第32回 5年ぶりの「病欠」
4 January 2013 vol.1378
新年あけましておめでとうございます。
突然の話だが12月始めに風邪を引き、バレエ団のリハーサルを1日休んだ。「だからどうしたんだ」と思う人もいるかもしれないが、自分はこの5年間、怪我を除き病気で会社を休んだことが一度も無かった。
英国ロイヤル・バレエ団に入団すると、ダンサー一人ひとりが体調管理に気を配ることを義務づけられる。ここ数年はダンサー全員を対象にシーズン始めに血液検査を実施。体内のビタミン量を調べ、不足しているダンサーにはビタミン剤が配られるなど、徹底した健康管理がなされている。
それは前回のコラムでも書いた「白鳥の湖」のパドトロワ(3人の踊り)を踊った後のこと。1幕で終了し、その後出番の無い自分は、シャワーをさっさと浴びステージ・ドアを後に。その日の夜は特に寒く、体を震わせるようにして駅に走り込んだ。地下鉄の車内では、隣にいた人が具合悪そうにティッシュで顔を押さえ咳き込んでいた。そのときは「そろそろ風邪が流行る季節だなぁ」などと考えていたのだが、電車を降りるや否や、自分の体調の変化に気が付いた。
まずは体が岩になったように固く重く感じる。体が急に地面に落ちていくようだった。そして帰宅後にはくしゃみと鼻水が止まらなくなった。いつものように熱いお風呂に入り、その日はすぐにベッドに入ったのだが、翌朝には のどが燃えるように熱く、鼻水もひどくなっていた(汚い話で申し訳ない)。
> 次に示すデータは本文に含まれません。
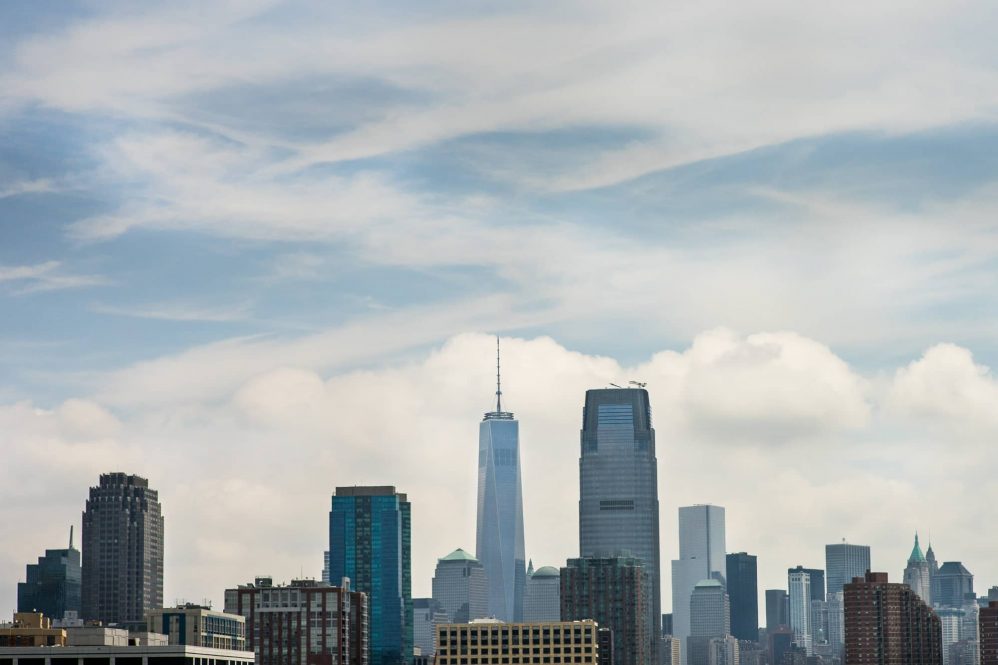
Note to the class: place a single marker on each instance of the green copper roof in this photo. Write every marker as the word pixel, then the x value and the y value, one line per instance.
pixel 459 555
pixel 916 553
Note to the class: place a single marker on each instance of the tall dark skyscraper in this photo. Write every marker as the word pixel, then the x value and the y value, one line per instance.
pixel 887 623
pixel 777 609
pixel 618 482
pixel 122 562
pixel 611 591
pixel 370 534
pixel 52 585
pixel 844 562
pixel 499 542
pixel 743 591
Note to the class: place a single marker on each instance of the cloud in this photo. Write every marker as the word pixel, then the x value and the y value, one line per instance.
pixel 773 425
pixel 945 386
pixel 47 276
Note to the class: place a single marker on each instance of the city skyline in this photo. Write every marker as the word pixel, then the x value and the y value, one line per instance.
pixel 256 251
pixel 419 582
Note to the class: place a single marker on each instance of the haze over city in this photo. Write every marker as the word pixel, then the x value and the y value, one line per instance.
pixel 255 251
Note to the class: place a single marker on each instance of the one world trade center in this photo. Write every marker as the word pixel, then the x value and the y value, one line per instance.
pixel 500 510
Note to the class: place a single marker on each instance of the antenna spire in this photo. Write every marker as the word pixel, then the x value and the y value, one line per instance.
pixel 498 381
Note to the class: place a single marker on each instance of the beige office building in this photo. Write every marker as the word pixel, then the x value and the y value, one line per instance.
pixel 491 642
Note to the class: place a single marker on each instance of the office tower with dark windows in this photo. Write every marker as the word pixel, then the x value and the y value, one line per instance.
pixel 304 623
pixel 743 591
pixel 954 584
pixel 611 591
pixel 710 622
pixel 618 483
pixel 917 574
pixel 499 541
pixel 844 561
pixel 988 630
pixel 370 543
pixel 460 588
pixel 777 609
pixel 122 560
pixel 799 585
pixel 52 586
pixel 543 601
pixel 888 624
pixel 701 557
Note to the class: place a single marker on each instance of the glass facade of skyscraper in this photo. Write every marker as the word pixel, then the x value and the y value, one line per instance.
pixel 499 537
pixel 369 542
pixel 618 502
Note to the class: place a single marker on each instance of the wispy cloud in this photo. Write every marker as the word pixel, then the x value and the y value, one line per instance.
pixel 47 276
pixel 175 311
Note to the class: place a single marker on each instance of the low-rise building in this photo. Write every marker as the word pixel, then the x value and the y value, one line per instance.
pixel 491 642
pixel 31 629
pixel 198 625
pixel 303 623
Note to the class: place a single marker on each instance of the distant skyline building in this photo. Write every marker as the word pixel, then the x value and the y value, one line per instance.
pixel 618 490
pixel 610 590
pixel 954 584
pixel 370 534
pixel 710 620
pixel 743 592
pixel 701 557
pixel 303 623
pixel 917 574
pixel 53 585
pixel 460 587
pixel 499 542
pixel 122 559
pixel 777 609
pixel 543 600
pixel 843 562
pixel 799 585
pixel 888 623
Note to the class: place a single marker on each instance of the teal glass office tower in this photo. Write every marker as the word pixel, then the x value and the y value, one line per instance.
pixel 499 534
pixel 618 489
pixel 370 536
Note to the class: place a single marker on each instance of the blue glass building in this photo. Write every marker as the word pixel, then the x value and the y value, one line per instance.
pixel 499 541
pixel 52 585
pixel 618 488
pixel 369 542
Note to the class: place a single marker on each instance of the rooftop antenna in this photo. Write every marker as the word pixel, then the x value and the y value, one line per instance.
pixel 498 382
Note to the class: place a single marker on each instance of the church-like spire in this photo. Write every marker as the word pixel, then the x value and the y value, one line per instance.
pixel 916 552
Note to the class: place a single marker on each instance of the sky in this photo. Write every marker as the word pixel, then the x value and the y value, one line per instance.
pixel 255 250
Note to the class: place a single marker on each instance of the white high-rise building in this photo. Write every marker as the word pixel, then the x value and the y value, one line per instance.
pixel 799 590
pixel 701 557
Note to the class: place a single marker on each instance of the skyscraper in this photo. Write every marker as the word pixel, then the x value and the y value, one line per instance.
pixel 843 562
pixel 499 542
pixel 618 482
pixel 777 609
pixel 701 557
pixel 954 583
pixel 743 591
pixel 543 601
pixel 460 588
pixel 610 590
pixel 52 586
pixel 886 623
pixel 917 574
pixel 370 532
pixel 122 561
pixel 799 585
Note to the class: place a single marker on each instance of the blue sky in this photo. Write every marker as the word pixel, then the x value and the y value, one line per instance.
pixel 203 202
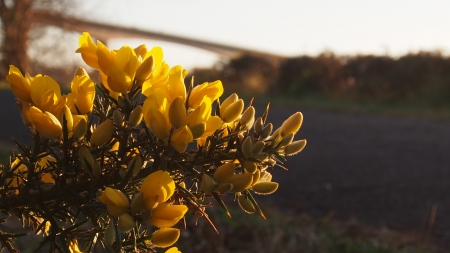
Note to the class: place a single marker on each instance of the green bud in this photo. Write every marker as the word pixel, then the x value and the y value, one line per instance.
pixel 247 147
pixel 233 111
pixel 137 205
pixel 248 117
pixel 102 134
pixel 117 118
pixel 261 156
pixel 258 147
pixel 110 234
pixel 135 164
pixel 292 124
pixel 240 182
pixel 126 222
pixel 265 188
pixel 207 184
pixel 250 166
pixel 224 187
pixel 266 131
pixel 197 130
pixel 294 147
pixel 246 204
pixel 135 117
pixel 86 159
pixel 79 130
pixel 224 172
pixel 286 140
pixel 258 126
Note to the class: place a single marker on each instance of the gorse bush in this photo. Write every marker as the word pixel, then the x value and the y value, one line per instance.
pixel 118 164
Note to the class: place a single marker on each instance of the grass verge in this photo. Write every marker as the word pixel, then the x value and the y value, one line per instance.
pixel 295 233
pixel 412 109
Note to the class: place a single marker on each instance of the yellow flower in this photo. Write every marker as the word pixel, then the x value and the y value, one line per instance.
pixel 175 83
pixel 177 112
pixel 173 250
pixel 180 138
pixel 19 168
pixel 88 50
pixel 46 94
pixel 102 134
pixel 73 246
pixel 166 215
pixel 116 202
pixel 211 90
pixel 155 112
pixel 292 124
pixel 45 123
pixel 83 94
pixel 20 85
pixel 157 187
pixel 165 237
pixel 200 114
pixel 119 66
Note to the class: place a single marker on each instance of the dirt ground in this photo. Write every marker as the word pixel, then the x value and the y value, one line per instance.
pixel 382 171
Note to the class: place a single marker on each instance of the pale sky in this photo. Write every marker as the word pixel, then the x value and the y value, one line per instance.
pixel 287 27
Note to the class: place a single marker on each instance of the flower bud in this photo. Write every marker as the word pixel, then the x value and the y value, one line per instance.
pixel 286 140
pixel 248 117
pixel 294 147
pixel 79 130
pixel 20 85
pixel 137 205
pixel 250 166
pixel 246 204
pixel 145 69
pixel 135 117
pixel 110 234
pixel 207 184
pixel 65 111
pixel 96 170
pixel 116 202
pixel 180 138
pixel 240 182
pixel 255 176
pixel 261 156
pixel 135 165
pixel 126 222
pixel 198 130
pixel 265 188
pixel 271 162
pixel 173 250
pixel 266 131
pixel 86 159
pixel 224 187
pixel 177 112
pixel 227 102
pixel 165 237
pixel 247 147
pixel 292 124
pixel 258 147
pixel 117 118
pixel 258 126
pixel 233 111
pixel 102 134
pixel 224 172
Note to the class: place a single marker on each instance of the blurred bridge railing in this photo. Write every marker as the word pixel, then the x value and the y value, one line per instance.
pixel 105 32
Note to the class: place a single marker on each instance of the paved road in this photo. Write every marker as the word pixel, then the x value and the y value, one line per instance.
pixel 383 171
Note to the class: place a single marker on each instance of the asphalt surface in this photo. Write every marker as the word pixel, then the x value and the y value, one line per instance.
pixel 382 171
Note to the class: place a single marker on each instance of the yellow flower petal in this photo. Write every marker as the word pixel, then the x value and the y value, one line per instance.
pixel 166 215
pixel 165 237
加えて耳鳴りが止まず、飛行機に乗っているかのように耳が完全にブロックされ、手の指の関節や肘の関節にも痛みを感じるようになっていた。
運悪くもその日からは2夜連続でトリプル・ビル(小品3作)の公演があり、自分の役には代役がいない。どうしても舞台に行かなければならなかった。半べそ状態で薬局に飛び 込み薬を手に入れ、重い体と戦いながら何とか2日間の舞台を乗り切り、週末を迎えることができた。土曜日の舞台後には帰宅するやベッドに倒れ込むように眠りについた。恥ずかしい話なのだが、このときには鼻水があまりにもひどかったので、鼻にティッシュを入れ たままにし(北海道ではこれを「つっぺする」と言う(笑))、布団に入った。遠い昔、日本の母から送ってもらった風邪薬や熱冷ましを引っ張り出し、布団で目をつぶった。
ありがたいです
死んだように眠った週末が終わり月曜日。この日は舞台が無かったので、5年ぶりに病欠の電話をオフィスに入れた。それから何時間眠ったか分からないが、気が付くと携帯が鳴っている。以前話したことがあるが、バレエ団からの連絡はいつも非通知設定だ。電話を受けたのは火曜日の朝、同日の公演への出演が可能なのか、心配しての連絡だった。激しい空腹感に襲われていた自分はキッチンにある食べ物を食べ尽くし、体に力が入ることが確認できたので、舞台に出ることを決めた。
大きな声で言うべきことでもないが、自分は舞台人であることに誇りを持っている。舞台人が舞台に出なくてどうすると自分に言い聞かせ、舞台に臨んだ。ステージ上、音を聞き取れない自分の耳元で同僚やパートナーがカウントを取ってくれたのがありがたかった。
長々と書いてしまったが、今回言いたいのは「今年の風邪は超強烈だ」ということ。現在ロイヤル・バレエ団ではこうした風邪が広まっていて、ダンサーは毎日苦しみながらも 舞台に立ち、頑張っている。皆が舞台人としての誇りを持って、少しでもお客さんに楽しんでもらえるよう、舞台を作り続けている。
2013年も色々なドラマが待ち受けているだろう。でもどんなことがあってもバレエを愛してくれる人の気持ちを裏切らないよう、舞台を楽しんでいこうと思う。